Use direct model calls when you need

  • One-shot text generation - summarize, translate, classify with no side effects
  • Classification tasks - "Is this text positive, negative, or neutral?" with a simple string response
  • Template filling - populate a template from structured data, no tools needed
  • Simple summarization - compress a document into a paragraph
  • Scripts and background tasks - cron jobs, batch processing where agent overhead isn’t warranted

generateText

Use generateText for synchronous, one-shot prompts where you need the full response before proceeding.
import { generateText } from "ai";
import { anthropic } from "@ai-sdk/anthropic";

const { text } = await generateText({
  model: anthropic("claude-opus-4-5"),
  prompt: "Summarize this in one sentence: ...",
});

console.log(text);
generateText returns a GenerateTextResult with the text field containing the model’s response, plus usage statistics and finish reason.

Classification example

import { generateText } from "ai";
import { anthropic } from "@ai-sdk/anthropic";

async function classifySentiment(review: string): Promise<string> {
  const { text } = await generateText({
    model: anthropic("claude-opus-4-5"),
    system: 'Reply with exactly one word: "positive", "negative", or "neutral".',
    prompt: review,
  });
  return text.trim();
}

streamText

Use streamText when you want to display tokens as they arrive - ideal for chat UIs, long-form generation, or any scenario where perceived latency matters.
import { streamText } from "ai";
import { anthropic } from "@ai-sdk/anthropic";

const result = streamText({
  model: anthropic("claude-opus-4-5"),
  prompt: "Write a haiku about TypeScript",
});

for await (const chunk of result.textStream) {
  process.stdout.write(chunk);
}
streamText returns a result object immediately. The textStream async iterable yields string chunks. Access result.text (a Promise) to await the full response after streaming completes.
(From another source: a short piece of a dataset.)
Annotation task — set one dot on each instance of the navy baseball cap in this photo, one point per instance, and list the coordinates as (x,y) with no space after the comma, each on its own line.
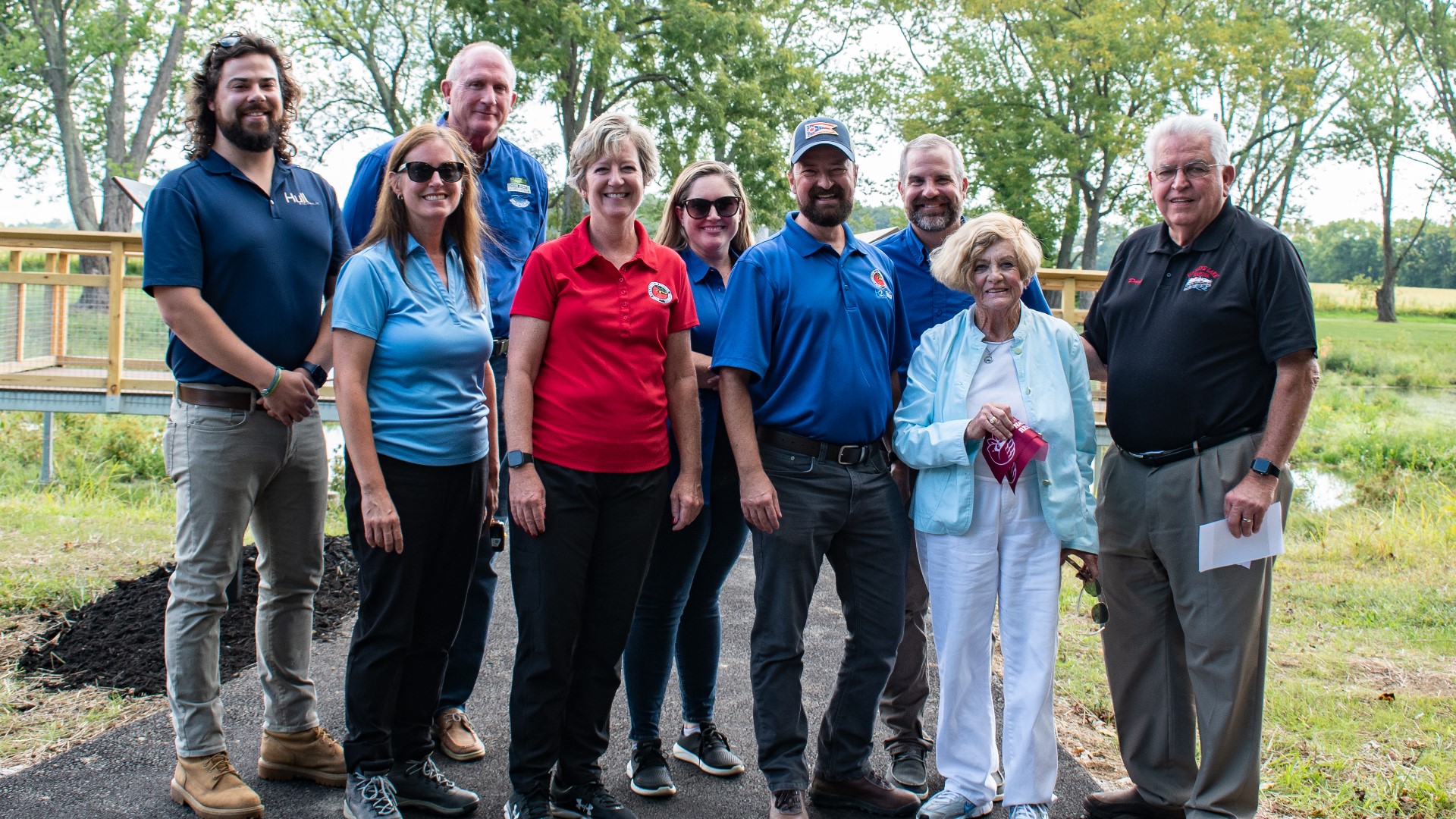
(820,131)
Streaming with system prompt

import { streamText } from "ai";
import { anthropic } from "@ai-sdk/anthropic";

const result = streamText({
  model: anthropic("claude-opus-4-5"),
  system: "You are a concise technical writer.",
  messages: [
    { role: "user", content: "Explain async/await in three sentences." },
  ],
});

let fullText = "";
for await (const chunk of result.textStream) {
  process.stdout.write(chunk);
  fullText += chunk;
}

// Access usage after stream completes
const usage = await result.usage;
console.log(`\nTokens used: ${usage.totalTokens}`);

Agent vs. direct: side-by-side

The direct path skips the agent loop entirely - no tool routing, no output validation retries, no multi-turn state. That simplicity is both its strength (less overhead, less complexity) and its limitation (no recovery if the output isn’t what you expected).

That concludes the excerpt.